Leona. Cel uświęca środki to druga część trylogii o bardzo oryginalnej szwedzkiej policjantce. Z pewnością nie należy ona do tych bohaterskich policjantów, którzy kosztem własnego życia i własnych spraw ratują świat przed zagładą. Leona jest inna i należałoby to nawet napisać wielkimi literami.
Część druga zaczyna się bardzo spokojnie, choć nie wszystko poszło po myśli Leony i ułożyło się tak jakby chciała.
Nie chodzi tylko o sprawy zawodowe; także życie prywatne kobiety stanęło na głowie. Co gorsza doszło do sytuacji, w której przekręty zawodowe Leony, zaczęły wpływać na bezpieczeństwo jej rodziny. Obecnie kobieta uczęszcza na terapię, na wyraźne polecenie nowej przełożonej bierze nową, niełatwą sprawę oraz szuka pomysłu, jak odkuć się finansowo, bo jej wierzyciel domaga się natychmiastowej spłaty długów.

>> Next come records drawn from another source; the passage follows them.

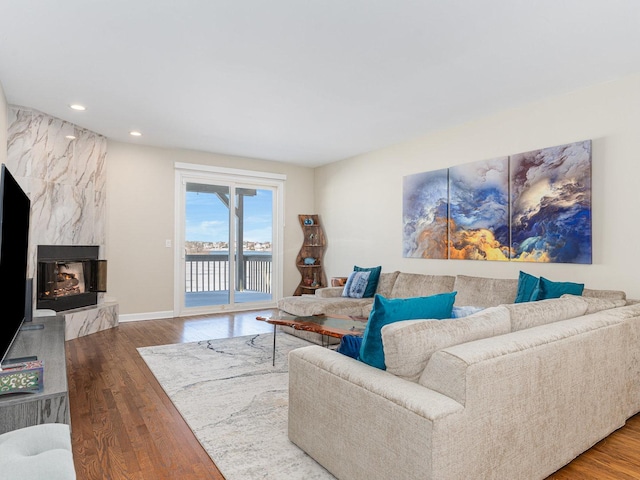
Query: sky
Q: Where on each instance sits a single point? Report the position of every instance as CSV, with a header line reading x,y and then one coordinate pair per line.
x,y
207,218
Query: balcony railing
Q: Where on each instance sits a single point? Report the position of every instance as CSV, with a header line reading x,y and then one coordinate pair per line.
x,y
209,272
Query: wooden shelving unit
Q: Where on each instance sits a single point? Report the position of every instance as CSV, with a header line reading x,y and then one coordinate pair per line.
x,y
313,246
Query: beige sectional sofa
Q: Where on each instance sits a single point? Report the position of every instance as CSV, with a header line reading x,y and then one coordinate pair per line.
x,y
472,291
513,391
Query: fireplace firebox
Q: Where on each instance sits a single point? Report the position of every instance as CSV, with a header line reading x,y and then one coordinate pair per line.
x,y
69,276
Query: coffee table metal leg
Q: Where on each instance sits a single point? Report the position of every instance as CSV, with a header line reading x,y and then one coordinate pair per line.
x,y
273,357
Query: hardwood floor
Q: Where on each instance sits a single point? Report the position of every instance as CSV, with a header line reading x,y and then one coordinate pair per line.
x,y
123,424
125,427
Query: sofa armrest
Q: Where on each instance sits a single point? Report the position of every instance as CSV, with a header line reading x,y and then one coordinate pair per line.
x,y
329,292
361,408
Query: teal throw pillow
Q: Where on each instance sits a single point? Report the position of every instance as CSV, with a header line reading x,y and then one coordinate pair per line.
x,y
386,311
548,289
372,286
527,284
356,284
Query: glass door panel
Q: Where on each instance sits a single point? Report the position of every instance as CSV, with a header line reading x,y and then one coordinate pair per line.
x,y
254,234
228,238
207,239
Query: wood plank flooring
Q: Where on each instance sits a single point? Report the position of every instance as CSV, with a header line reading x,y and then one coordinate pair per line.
x,y
125,427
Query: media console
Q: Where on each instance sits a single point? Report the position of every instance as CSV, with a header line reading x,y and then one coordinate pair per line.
x,y
18,410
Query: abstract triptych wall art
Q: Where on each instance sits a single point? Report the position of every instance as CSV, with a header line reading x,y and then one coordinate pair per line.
x,y
529,207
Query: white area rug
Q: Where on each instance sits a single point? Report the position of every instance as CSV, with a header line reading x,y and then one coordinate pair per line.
x,y
236,403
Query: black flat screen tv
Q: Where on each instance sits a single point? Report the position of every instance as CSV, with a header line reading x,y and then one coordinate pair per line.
x,y
15,208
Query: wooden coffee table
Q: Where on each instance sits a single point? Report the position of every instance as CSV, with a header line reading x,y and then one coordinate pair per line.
x,y
336,326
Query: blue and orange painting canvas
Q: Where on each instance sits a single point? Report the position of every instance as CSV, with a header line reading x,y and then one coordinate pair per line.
x,y
479,210
551,204
424,213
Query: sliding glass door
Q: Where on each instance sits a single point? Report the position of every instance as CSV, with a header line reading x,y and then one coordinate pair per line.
x,y
228,237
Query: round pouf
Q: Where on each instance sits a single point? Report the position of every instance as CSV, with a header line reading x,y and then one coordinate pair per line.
x,y
37,452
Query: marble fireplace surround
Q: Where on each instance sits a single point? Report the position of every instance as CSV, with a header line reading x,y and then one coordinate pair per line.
x,y
62,168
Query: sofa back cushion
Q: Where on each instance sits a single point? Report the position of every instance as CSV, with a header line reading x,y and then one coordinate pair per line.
x,y
386,282
596,304
608,294
386,311
532,314
408,345
484,292
420,285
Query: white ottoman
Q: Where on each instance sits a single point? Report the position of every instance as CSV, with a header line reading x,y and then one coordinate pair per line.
x,y
37,452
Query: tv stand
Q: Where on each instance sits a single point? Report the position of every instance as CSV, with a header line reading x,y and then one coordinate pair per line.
x,y
31,326
51,405
14,361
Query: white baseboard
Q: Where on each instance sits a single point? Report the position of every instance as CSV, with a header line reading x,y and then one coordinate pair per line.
x,y
135,317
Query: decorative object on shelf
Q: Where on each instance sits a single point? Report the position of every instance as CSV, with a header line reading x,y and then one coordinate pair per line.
x,y
24,377
309,259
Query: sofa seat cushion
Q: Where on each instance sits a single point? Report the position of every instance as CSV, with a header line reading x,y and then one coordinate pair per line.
x,y
419,285
484,292
408,345
584,344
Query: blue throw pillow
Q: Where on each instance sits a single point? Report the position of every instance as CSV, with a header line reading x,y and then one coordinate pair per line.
x,y
527,284
386,311
372,286
548,289
356,284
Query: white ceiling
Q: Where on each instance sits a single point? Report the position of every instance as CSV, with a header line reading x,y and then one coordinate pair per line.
x,y
303,81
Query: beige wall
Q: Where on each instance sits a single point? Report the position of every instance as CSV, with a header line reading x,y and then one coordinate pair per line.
x,y
4,112
140,218
360,198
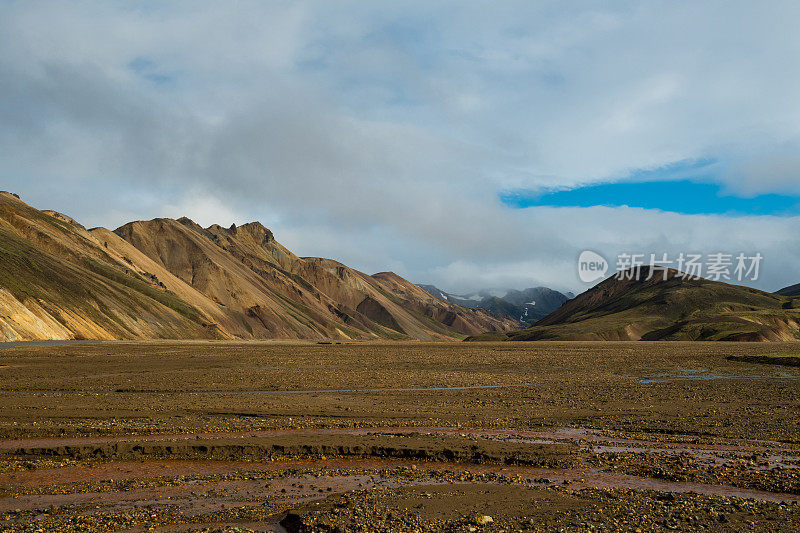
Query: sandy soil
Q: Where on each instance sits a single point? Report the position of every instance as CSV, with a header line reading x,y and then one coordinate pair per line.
x,y
398,437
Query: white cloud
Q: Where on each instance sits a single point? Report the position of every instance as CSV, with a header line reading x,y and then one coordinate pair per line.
x,y
381,134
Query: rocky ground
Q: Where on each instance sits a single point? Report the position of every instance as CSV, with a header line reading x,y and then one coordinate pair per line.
x,y
398,437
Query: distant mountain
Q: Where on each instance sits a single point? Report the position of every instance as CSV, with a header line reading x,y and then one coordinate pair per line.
x,y
527,306
671,309
174,279
792,290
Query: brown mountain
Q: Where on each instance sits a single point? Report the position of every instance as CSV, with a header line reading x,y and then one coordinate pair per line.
x,y
167,278
667,309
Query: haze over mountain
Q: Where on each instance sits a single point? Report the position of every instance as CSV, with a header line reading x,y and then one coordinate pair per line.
x,y
792,290
528,305
168,278
668,309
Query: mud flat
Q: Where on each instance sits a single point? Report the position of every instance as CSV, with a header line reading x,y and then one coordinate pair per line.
x,y
207,436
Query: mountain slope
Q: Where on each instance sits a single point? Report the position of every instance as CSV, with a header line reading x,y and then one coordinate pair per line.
x,y
672,309
527,306
169,278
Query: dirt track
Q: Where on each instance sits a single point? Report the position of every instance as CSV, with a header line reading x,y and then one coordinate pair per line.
x,y
120,436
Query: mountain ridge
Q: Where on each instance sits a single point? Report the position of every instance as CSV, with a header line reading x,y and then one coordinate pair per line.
x,y
167,278
676,308
527,305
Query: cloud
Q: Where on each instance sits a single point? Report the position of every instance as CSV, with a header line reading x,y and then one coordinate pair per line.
x,y
381,134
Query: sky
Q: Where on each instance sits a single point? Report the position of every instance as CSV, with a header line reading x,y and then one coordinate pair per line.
x,y
463,144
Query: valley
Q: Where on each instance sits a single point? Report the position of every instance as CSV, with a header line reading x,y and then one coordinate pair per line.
x,y
301,436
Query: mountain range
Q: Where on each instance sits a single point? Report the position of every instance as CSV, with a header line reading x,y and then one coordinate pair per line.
x,y
528,305
166,278
675,308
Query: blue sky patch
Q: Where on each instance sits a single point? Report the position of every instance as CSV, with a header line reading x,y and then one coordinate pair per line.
x,y
683,196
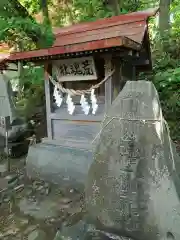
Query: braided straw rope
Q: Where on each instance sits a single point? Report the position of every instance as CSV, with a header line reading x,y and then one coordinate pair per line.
x,y
73,92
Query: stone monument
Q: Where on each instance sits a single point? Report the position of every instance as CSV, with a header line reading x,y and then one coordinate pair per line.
x,y
133,184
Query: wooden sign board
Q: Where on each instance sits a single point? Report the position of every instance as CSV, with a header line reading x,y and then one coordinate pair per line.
x,y
76,69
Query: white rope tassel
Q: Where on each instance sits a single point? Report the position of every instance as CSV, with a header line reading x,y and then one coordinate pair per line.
x,y
58,96
94,102
84,104
70,104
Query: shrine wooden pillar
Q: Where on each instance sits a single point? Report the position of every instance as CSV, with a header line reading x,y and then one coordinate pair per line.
x,y
108,84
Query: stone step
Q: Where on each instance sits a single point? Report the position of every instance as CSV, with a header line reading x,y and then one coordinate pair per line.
x,y
64,163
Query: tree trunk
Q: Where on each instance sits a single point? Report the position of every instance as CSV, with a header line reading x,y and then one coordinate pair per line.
x,y
164,16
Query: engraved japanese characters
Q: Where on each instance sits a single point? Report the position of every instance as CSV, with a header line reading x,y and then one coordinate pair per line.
x,y
133,187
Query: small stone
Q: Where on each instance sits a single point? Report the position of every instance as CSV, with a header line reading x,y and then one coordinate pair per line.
x,y
65,200
58,236
37,235
47,191
3,169
6,199
40,188
30,229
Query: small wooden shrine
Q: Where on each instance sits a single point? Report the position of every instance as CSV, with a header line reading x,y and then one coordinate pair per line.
x,y
85,70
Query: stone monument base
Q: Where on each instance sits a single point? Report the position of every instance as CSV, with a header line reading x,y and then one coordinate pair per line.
x,y
60,162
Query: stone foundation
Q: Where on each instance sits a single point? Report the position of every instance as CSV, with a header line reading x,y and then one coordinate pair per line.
x,y
59,162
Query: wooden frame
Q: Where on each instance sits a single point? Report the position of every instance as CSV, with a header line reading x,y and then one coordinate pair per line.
x,y
71,63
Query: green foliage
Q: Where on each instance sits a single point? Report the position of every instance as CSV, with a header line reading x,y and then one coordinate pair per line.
x,y
166,77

Pierwsza część o Leonie była brawurowa i pochłonęła mnie całkowicie. Stworzenie postaci policjantki z problemami, balansującej na granicy prawa, bez wyrzutów sumienia usuwającej ze swojej drogi ludzkie przeszkody, było naprawdę genialnym pomysłem. Leona była uzależniona od pokera, aspołeczna i zimna, a jednocześnie tak wnikliwie obserwowała swoje otoczenie, starając się je zrozumieć. No takiej bohaterki jeszcze w literaturze nie spotkałam. Byłam zachwycona i niecierpliwie czekałam na część drugą.
Niedawno skończyłam czytać część drugą i mam mieszane odczucia.
Przede wszystkim akcja toczy się bardzo wolno. Leona dzieli swój czas pomiędzy przesłuchaniami aresztowanego zamachowca o zagmatwanej przeszłości, opieką nad córką oraz planowaniem nowego skoku, bo pilnie potrzebuje gotówki i to ogromnej.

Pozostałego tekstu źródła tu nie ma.